1: Examine the structure of the iris data set. How many observations
and variables are in the data set?
## ── Attaching packages ─────────────────────────────────────── tidyverse 1.3.2 ──
## ✔ ggplot2 3.4.0 ✔ purrr 1.0.1
## ✔ tibble 3.1.8 ✔ dplyr 1.0.10
## ✔ tidyr 1.2.1 ✔ stringr 1.5.0
## ✔ readr 2.1.3 ✔ forcats 0.5.2
## ── Conflicts ────────────────────────────────────────── tidyverse_conflicts() ──
## ✖ dplyr::filter() masks stats::filter()
## ✖ dplyr::lag() masks stats::lag()
library(dplyr) # loading these two packages so the elements within them I use are functional
str(iris) # there are 150 observations (rows) and 5 variables (columns)
## 'data.frame': 150 obs. of 5 variables:
## $ Sepal.Length: num 5.1 4.9 4.7 4.6 5 5.4 4.6 5 4.4 4.9 ...
## $ Sepal.Width : num 3.5 3 3.2 3.1 3.6 3.9 3.4 3.4 2.9 3.1 ...
## $ Petal.Length: num 1.4 1.4 1.3 1.5 1.4 1.7 1.4 1.5 1.4 1.5 ...
## $ Petal.Width : num 0.2 0.2 0.2 0.2 0.2 0.4 0.3 0.2 0.2 0.1 ...
## $ Species : Factor w/ 3 levels "setosa","versicolor",..: 1 1 1 1 1 1 1 1 1 1 ...
glimpse(iris) # shows a glimpse of the data - makes it possible to see every column in df
## Rows: 150
## Columns: 5
## $ Sepal.Length <dbl> 5.1, 4.9, 4.7, 4.6, 5.0, 5.4, 4.6, 5.0, 4.4, 4.9, 5.4, 4.…
## $ Sepal.Width <dbl> 3.5, 3.0, 3.2, 3.1, 3.6, 3.9, 3.4, 3.4, 2.9, 3.1, 3.7, 3.…
## $ Petal.Length <dbl> 1.4, 1.4, 1.3, 1.5, 1.4, 1.7, 1.4, 1.5, 1.4, 1.5, 1.5, 1.…
## $ Petal.Width <dbl> 0.2, 0.2, 0.2, 0.2, 0.2, 0.4, 0.3, 0.2, 0.2, 0.1, 0.2, 0.…
## $ Species <fct> setosa, setosa, setosa, setosa, setosa, setosa, setosa, s…
2: Create a new data frame iris1 that contains only the species
virginica and versicolor with sepal lengths longer than 6 cm and sepal
widths longer than 2.5 cm.
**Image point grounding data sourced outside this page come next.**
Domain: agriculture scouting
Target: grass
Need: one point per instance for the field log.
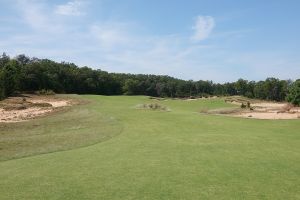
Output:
(179, 154)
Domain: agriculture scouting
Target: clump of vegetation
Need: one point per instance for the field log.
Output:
(294, 93)
(243, 106)
(224, 111)
(153, 106)
(45, 92)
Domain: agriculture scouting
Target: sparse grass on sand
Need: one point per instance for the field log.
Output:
(179, 154)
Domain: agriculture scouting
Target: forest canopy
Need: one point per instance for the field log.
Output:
(25, 74)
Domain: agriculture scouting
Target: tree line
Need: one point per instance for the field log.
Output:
(25, 74)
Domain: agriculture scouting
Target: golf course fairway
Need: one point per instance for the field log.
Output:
(132, 153)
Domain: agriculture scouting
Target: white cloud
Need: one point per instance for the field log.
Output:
(110, 35)
(71, 8)
(203, 27)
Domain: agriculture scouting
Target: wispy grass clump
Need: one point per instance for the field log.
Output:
(153, 106)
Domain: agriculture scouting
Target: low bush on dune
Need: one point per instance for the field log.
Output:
(153, 106)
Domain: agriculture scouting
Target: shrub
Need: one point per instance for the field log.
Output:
(243, 105)
(294, 93)
(45, 92)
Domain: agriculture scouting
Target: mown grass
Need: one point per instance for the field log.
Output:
(179, 154)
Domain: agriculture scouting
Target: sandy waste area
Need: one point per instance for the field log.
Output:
(266, 110)
(17, 109)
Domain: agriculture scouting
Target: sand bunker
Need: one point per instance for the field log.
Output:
(269, 110)
(16, 109)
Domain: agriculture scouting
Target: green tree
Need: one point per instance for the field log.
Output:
(293, 95)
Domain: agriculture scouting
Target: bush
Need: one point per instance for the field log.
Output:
(294, 93)
(243, 105)
(45, 92)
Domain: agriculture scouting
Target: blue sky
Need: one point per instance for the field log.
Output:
(189, 39)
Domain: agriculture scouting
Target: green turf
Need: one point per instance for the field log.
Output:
(179, 154)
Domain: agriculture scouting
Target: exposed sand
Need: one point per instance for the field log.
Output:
(269, 110)
(269, 115)
(32, 111)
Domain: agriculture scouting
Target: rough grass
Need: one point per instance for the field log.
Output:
(161, 155)
(79, 126)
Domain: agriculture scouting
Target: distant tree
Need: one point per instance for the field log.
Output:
(10, 77)
(293, 95)
(4, 59)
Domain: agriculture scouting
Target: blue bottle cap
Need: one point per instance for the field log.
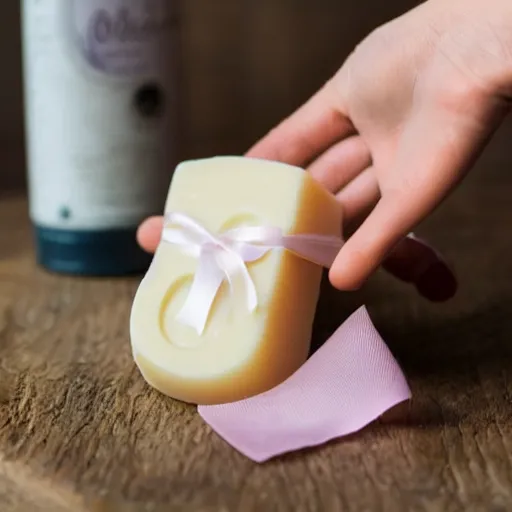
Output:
(112, 252)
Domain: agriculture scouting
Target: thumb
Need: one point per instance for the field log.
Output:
(436, 149)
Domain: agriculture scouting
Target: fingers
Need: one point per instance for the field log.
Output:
(428, 164)
(414, 261)
(149, 233)
(308, 132)
(341, 163)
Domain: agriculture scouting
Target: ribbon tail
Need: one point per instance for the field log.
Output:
(233, 266)
(205, 286)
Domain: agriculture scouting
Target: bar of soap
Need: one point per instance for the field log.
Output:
(240, 353)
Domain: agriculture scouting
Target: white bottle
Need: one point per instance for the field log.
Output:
(100, 97)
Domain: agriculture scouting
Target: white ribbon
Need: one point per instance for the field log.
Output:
(224, 257)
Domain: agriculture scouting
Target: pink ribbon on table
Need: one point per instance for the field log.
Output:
(346, 385)
(223, 258)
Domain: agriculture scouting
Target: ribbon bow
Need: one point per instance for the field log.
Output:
(223, 258)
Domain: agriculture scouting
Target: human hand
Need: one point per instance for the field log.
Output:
(396, 129)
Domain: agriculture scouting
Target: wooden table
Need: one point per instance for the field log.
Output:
(79, 429)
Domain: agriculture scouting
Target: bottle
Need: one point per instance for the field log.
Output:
(100, 93)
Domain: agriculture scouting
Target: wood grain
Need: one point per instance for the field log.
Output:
(79, 429)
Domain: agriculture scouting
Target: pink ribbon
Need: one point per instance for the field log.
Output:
(347, 384)
(224, 257)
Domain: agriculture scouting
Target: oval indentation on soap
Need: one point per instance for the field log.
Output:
(170, 306)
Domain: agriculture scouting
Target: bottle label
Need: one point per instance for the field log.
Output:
(118, 37)
(99, 99)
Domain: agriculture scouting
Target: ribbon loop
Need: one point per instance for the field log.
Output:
(224, 257)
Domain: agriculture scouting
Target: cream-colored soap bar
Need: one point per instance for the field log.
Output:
(240, 353)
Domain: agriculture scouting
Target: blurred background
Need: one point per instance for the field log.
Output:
(246, 65)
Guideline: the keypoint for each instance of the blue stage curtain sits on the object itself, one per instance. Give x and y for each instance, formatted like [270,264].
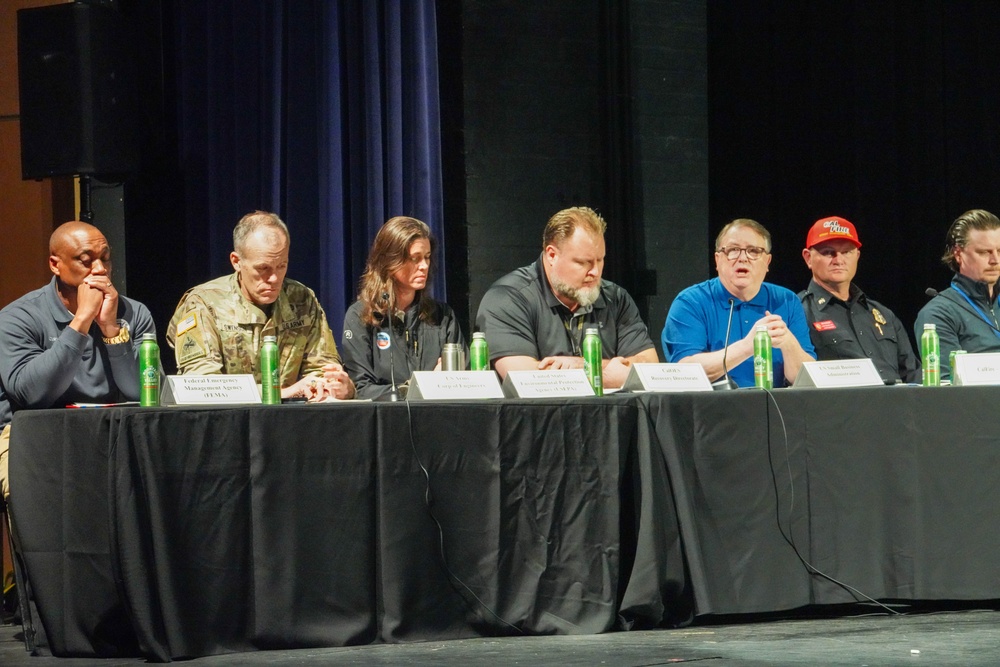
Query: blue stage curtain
[323,111]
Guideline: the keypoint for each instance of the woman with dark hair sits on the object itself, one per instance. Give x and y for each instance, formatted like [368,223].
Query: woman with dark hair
[378,350]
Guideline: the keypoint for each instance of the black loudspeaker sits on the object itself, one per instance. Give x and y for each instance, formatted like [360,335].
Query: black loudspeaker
[78,91]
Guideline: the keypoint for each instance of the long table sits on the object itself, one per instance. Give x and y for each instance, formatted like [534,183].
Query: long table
[182,532]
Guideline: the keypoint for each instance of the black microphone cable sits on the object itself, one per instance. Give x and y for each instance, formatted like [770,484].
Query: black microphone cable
[725,348]
[789,538]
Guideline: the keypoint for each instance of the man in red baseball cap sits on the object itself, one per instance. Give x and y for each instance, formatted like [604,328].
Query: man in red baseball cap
[843,322]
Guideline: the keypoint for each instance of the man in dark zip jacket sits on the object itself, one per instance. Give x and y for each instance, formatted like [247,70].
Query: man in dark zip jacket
[966,314]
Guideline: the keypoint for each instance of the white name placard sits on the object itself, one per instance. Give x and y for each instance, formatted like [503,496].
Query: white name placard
[838,373]
[547,384]
[666,377]
[976,369]
[210,390]
[453,385]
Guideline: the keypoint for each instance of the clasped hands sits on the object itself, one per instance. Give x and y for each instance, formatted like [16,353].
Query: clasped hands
[332,383]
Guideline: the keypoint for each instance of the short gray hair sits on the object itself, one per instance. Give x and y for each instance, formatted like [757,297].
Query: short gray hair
[251,222]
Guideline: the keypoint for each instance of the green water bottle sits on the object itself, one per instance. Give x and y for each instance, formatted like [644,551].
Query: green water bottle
[479,352]
[930,356]
[763,371]
[593,355]
[149,371]
[270,392]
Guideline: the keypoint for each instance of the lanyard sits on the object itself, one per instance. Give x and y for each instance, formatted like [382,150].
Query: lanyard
[979,310]
[574,341]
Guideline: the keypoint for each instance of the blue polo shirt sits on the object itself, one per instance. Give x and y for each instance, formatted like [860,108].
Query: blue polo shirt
[697,323]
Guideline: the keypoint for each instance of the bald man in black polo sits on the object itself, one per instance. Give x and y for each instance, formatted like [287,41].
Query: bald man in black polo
[534,317]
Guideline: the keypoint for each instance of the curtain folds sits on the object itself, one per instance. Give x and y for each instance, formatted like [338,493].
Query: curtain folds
[324,112]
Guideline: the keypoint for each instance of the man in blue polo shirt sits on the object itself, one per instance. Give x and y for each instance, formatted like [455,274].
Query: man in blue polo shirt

How many observations and variables are in
the data set?
iris1<-filter(iris, Species == "virginica" | Species == "versicolor", Sepal.Length>6, Sepal.Width>2.5) # filter out according to these variables # species must be "virginica" OR ( | ) "versicolor" AND must be >2.5 but <6. I had to correct my code here. I had: iris1<-filter(iris, Species == c("virginica","versicolor"), Sepal.Length>6, Sepal.Width>2.5). This was incorrect as the double equals / combination excluded half the values. This is due to the fact that == requires vectors to be of the same length. When Species == is done separately and separated by |, it returns the correct df. Alternatively I could have used %in% operator for vectors of different lengths.
glimpse(iris1)
## Rows: 56
## Columns: 5
## $ Sepal.Length <dbl> 7.0, 6.4, 6.9, 6.5, 6.3, 6.6, 6.1, 6.7, 6.1, 6.1, 6.4, 6.…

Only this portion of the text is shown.